- Sanskrit: विशिष्टचारित्र Viśiṣṭacāritra
- Chinese: 上行菩薩 (Pinyin: Shàngxíng Púsà)
- Japanese: 上行菩薩（じょうぎょうぼさつ） (romaji: Jōgyō Bosatsu)
- Khmer: វិសិស្តចារិត្រ (vi-ses-chaa-reut)
- Korean: 상행보살 (RR: Sanghaeng Bosal)
- Tagalog: Bisistakalitla
- Tibetan: སྤྱོད་པ་ཁྱད་པར་ཅན་ Wylie: spyod pa khyad par can
- Vietnamese: Thượng Hạnh Bồ Tát

Information
- Venerated by: Mahāyāna, Vajrayāna

= Viśiṣṭacāritra =

Bodhisattva in the Lotus Sutra

Viśiṣṭacāritra (विशिष्टचारित्र; also known as Superior Practice) is a bodhisattva mentioned in the 15th, 21st, and 22nd chapters of the Lotus Sutra. He is one of the four great perfected bodhisattvas who attends Gautama Buddha and protects the Lotus Sutra and its devotees. The other three are Anantacaritra, Visuddhacaritra, and Supratisthitacaritra; together they make up the four great primarily evolved bodhisattvas. Viśiṣṭacāritra is also believed to represent the "true self" characteristic of buddhahood, which is the selflessness of Nirvana.
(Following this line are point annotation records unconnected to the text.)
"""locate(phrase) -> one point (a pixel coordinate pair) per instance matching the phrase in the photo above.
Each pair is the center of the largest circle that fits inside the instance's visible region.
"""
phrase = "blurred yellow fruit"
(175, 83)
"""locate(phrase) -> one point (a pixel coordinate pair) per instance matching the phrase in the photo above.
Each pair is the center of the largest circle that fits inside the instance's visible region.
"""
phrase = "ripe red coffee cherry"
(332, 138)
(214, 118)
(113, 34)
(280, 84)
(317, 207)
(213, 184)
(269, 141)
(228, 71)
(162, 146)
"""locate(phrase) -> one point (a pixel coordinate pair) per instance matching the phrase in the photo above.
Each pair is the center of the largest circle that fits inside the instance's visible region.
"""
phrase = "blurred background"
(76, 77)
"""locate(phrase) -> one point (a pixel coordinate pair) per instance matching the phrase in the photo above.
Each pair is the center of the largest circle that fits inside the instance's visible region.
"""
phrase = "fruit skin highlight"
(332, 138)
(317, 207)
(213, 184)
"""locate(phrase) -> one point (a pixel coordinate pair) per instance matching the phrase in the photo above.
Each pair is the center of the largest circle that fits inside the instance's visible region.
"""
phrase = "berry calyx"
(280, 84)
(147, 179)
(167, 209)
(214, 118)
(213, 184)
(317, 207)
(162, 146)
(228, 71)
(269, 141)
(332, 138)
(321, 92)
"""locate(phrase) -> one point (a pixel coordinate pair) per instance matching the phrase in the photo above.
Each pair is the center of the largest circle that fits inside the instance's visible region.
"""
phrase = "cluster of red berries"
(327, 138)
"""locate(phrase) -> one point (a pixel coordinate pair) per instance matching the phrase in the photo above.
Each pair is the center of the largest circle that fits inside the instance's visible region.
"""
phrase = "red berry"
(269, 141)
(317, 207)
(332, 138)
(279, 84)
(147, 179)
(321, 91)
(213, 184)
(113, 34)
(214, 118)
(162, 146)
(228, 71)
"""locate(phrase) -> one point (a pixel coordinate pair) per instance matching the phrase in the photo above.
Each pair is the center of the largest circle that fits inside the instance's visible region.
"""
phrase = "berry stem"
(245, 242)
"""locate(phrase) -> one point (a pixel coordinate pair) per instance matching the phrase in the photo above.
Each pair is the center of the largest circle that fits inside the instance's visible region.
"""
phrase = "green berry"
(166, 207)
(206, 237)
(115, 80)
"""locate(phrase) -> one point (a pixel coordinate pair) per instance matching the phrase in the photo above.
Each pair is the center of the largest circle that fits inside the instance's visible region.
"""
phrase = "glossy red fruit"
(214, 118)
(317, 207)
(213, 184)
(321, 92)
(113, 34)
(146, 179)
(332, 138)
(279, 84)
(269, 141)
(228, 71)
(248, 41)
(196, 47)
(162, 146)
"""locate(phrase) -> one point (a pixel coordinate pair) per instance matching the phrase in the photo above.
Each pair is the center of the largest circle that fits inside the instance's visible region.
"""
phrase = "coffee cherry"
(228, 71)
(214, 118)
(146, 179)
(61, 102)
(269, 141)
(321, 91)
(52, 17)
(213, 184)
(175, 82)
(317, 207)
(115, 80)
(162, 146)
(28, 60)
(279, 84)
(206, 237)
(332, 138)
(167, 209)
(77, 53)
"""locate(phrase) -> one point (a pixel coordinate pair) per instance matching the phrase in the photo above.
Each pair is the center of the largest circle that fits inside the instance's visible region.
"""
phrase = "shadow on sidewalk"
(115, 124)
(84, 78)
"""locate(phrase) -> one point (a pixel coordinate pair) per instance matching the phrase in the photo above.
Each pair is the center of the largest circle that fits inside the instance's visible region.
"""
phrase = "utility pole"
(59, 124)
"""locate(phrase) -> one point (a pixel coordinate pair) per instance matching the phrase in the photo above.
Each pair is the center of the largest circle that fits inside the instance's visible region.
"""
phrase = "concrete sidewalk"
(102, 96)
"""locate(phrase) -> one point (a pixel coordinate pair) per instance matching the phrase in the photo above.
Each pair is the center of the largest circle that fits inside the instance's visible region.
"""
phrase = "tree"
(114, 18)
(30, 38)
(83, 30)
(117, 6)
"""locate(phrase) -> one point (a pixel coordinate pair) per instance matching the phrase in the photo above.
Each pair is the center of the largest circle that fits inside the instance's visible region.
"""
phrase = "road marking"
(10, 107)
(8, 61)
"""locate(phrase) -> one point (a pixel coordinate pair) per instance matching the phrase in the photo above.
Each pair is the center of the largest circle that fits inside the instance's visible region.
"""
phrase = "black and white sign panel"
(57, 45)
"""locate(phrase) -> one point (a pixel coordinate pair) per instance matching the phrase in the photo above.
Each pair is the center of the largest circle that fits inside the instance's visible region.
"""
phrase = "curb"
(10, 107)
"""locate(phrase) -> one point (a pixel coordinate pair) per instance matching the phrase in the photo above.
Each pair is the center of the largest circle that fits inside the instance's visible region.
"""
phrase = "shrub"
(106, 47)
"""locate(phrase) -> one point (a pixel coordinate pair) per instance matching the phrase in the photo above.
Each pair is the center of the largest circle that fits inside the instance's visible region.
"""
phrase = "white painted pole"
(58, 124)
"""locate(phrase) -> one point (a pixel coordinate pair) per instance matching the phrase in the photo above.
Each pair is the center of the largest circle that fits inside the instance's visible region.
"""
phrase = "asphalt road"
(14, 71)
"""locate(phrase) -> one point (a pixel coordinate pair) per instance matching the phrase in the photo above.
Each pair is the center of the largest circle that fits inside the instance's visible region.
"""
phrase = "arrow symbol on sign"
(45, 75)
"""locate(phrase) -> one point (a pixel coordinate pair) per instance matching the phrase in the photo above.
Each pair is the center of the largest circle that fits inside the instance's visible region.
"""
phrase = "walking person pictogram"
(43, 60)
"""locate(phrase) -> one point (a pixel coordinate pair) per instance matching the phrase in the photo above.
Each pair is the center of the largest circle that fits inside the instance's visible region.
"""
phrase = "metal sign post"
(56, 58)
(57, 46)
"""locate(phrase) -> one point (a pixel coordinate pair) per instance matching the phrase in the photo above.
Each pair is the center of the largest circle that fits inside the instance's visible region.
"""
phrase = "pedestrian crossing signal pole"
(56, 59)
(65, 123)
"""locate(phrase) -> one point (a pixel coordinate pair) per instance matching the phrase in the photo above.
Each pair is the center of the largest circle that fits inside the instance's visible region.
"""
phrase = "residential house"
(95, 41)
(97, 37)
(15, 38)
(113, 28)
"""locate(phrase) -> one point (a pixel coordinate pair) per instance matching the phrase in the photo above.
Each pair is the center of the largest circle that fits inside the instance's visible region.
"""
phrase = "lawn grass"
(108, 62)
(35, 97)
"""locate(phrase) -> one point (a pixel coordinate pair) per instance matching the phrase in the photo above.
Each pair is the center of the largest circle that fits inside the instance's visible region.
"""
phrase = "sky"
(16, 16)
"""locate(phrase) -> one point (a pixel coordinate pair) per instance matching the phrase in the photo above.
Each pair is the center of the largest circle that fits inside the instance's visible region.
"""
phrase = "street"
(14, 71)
== In Nichiren Buddhism ==
In most schools of Nichiren Buddhism, Nichiren is believed to have fulfilled the vow of Viśiṣṭacāritra during his lifetime. This is because he revealed what he held to be the Superior Practice of chanting the title (daimoku) of the Lotus Sutra, Namu Myōhō Renge Kyō, which would quickly allow all beings to attain enlightenment in their present lifetime, no matter what their capacities. According to Anesaki, from the time of his exile to Sado Island Nichiren deemed himself as the reincarnation of Viśiṣṭacāritra.
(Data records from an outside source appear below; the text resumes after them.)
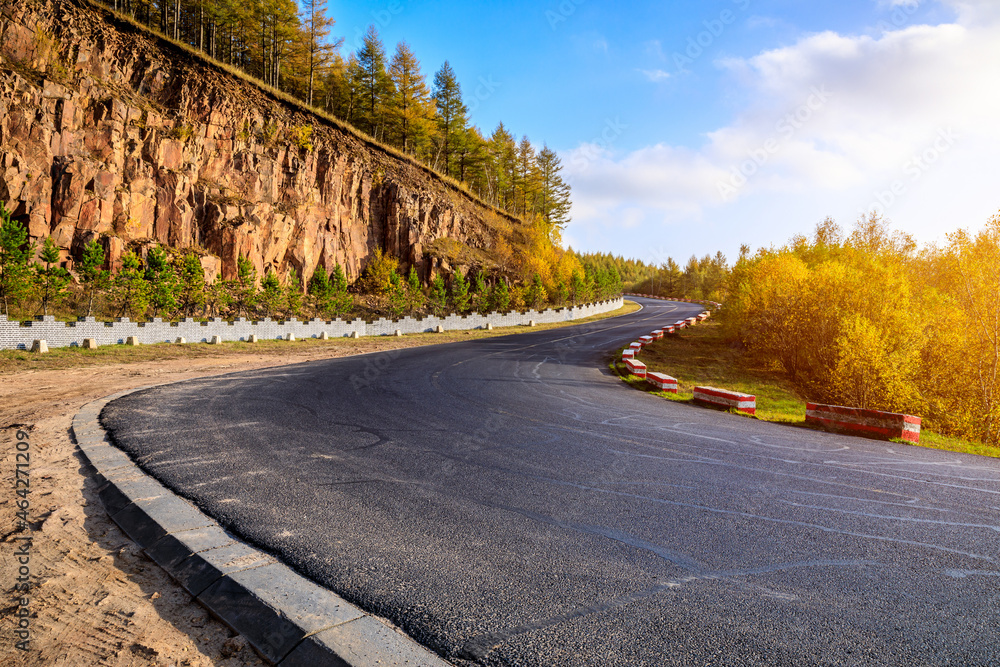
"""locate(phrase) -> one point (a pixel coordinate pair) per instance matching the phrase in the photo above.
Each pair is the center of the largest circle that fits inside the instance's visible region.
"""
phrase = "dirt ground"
(95, 598)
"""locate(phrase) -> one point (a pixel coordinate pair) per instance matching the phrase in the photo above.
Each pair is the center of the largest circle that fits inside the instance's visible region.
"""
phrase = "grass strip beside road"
(17, 361)
(701, 356)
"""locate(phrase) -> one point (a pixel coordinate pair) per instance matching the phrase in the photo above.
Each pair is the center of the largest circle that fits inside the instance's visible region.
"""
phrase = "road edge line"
(288, 619)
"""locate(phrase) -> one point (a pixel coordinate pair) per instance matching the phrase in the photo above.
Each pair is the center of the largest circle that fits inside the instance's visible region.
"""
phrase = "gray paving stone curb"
(288, 619)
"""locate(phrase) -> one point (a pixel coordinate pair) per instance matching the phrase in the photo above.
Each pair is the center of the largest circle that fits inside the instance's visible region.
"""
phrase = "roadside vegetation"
(870, 320)
(705, 356)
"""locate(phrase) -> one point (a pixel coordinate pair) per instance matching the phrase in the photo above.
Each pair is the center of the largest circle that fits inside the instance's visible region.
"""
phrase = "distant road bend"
(508, 502)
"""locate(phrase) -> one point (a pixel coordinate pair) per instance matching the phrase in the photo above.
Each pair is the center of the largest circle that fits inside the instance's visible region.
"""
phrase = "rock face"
(108, 132)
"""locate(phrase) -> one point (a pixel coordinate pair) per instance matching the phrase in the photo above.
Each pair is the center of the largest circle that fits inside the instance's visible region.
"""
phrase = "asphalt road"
(509, 502)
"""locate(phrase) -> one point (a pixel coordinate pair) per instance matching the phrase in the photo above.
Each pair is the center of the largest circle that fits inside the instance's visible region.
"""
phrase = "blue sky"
(689, 127)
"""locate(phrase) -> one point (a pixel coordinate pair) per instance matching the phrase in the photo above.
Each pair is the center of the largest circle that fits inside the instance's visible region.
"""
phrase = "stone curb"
(286, 618)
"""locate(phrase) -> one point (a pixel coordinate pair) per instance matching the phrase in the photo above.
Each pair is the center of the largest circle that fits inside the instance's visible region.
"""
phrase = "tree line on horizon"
(289, 47)
(870, 320)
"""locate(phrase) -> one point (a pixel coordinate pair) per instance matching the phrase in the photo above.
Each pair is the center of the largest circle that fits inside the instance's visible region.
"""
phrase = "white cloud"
(655, 75)
(830, 122)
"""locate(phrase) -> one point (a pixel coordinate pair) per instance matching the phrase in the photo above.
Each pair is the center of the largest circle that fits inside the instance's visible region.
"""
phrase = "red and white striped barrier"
(883, 425)
(727, 399)
(636, 368)
(662, 381)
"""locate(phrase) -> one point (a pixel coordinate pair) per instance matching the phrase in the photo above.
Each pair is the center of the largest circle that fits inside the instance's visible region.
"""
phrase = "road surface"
(508, 502)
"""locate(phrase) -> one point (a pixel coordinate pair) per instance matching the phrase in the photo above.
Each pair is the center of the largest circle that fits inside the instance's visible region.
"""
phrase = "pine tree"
(130, 291)
(502, 150)
(270, 294)
(375, 86)
(191, 279)
(480, 292)
(318, 52)
(164, 286)
(500, 297)
(91, 271)
(577, 288)
(320, 290)
(50, 278)
(527, 179)
(459, 293)
(411, 108)
(555, 192)
(292, 302)
(243, 290)
(439, 296)
(15, 254)
(537, 296)
(340, 300)
(451, 113)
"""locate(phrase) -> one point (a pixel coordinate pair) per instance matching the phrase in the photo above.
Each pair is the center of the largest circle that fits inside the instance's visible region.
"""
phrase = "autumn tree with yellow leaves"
(869, 320)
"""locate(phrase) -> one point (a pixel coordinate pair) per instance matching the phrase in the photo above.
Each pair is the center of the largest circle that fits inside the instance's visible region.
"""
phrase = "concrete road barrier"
(662, 381)
(636, 368)
(871, 423)
(726, 399)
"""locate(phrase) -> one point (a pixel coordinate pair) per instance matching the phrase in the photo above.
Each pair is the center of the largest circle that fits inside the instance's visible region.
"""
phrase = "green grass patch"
(701, 356)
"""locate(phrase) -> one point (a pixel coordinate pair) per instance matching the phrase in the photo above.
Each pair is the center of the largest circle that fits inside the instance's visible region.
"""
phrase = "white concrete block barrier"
(636, 368)
(724, 398)
(714, 304)
(662, 381)
(870, 423)
(15, 335)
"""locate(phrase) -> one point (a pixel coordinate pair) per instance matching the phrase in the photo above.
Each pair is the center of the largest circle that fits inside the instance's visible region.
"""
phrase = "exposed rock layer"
(107, 131)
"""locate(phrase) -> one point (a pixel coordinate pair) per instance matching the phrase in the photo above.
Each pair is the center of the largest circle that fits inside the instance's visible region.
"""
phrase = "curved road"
(508, 502)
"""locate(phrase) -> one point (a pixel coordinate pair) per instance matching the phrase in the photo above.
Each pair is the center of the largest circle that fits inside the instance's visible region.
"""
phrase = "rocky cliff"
(109, 132)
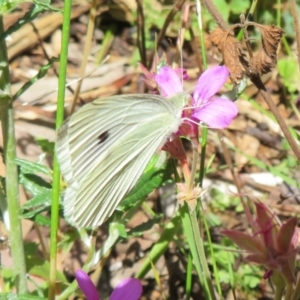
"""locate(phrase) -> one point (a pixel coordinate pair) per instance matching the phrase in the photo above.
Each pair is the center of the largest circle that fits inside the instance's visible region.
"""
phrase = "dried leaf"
(271, 36)
(231, 50)
(261, 64)
(266, 59)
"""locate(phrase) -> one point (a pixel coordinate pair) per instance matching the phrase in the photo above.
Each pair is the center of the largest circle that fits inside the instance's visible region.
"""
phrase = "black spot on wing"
(103, 137)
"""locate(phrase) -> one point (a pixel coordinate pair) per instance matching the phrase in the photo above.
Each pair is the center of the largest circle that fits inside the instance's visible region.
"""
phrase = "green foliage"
(38, 187)
(289, 71)
(223, 201)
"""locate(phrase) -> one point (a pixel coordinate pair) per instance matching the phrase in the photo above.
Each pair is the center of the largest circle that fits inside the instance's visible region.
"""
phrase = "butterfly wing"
(104, 148)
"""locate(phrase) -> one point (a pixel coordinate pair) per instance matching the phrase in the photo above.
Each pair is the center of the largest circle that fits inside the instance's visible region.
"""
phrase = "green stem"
(12, 183)
(201, 254)
(56, 173)
(203, 151)
(288, 292)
===Nichiren Shōshū, Soka Gakkai and Kempon Hokke===
In Nichiren Shōshū, Soka Gakkai and the Kempon Hokke schools, Nichiren is revered as the reincarnation of Viśiṣṭacāritra because he revealed the "cause" of Buddhahood: chanting "Namu Myōhō Renge Kyō", a practice called daimoku, whereas Gautama is seen as the "Buddha of True Effect" as he only revealed the "effect" of Buddhahood. This is based on the passage in Chapter 16 of the Lotus Sutra that reads, "Originally I [Shakyamuni Buddha] practiced the bodhisattva way, and the life that I acquired then has yet to come to an end" Nichiren Shōshū and Soka Gakkai interpret the passage to mean that Gautama Buddha must have practiced something to attain Buddhahood, but in the Lotus Sutra he did not reveal what that practice was, whereas Nichiren taught the daimoku, which leads all beings to Buddhahood.

These groups conclude Shakyamuni Buddha attained buddhahood in the remote past through the daimoku. The Object of Devotion for Observing the Mind states, "Showing profound compassion for those unable to comprehend the gem of the doctrine of three thousand realms in a single moment of life, the Buddha wrapped it within the five characters [of Myōhō Renge Kyō], with which he then adorned the necks of the ignorant people of the latter age.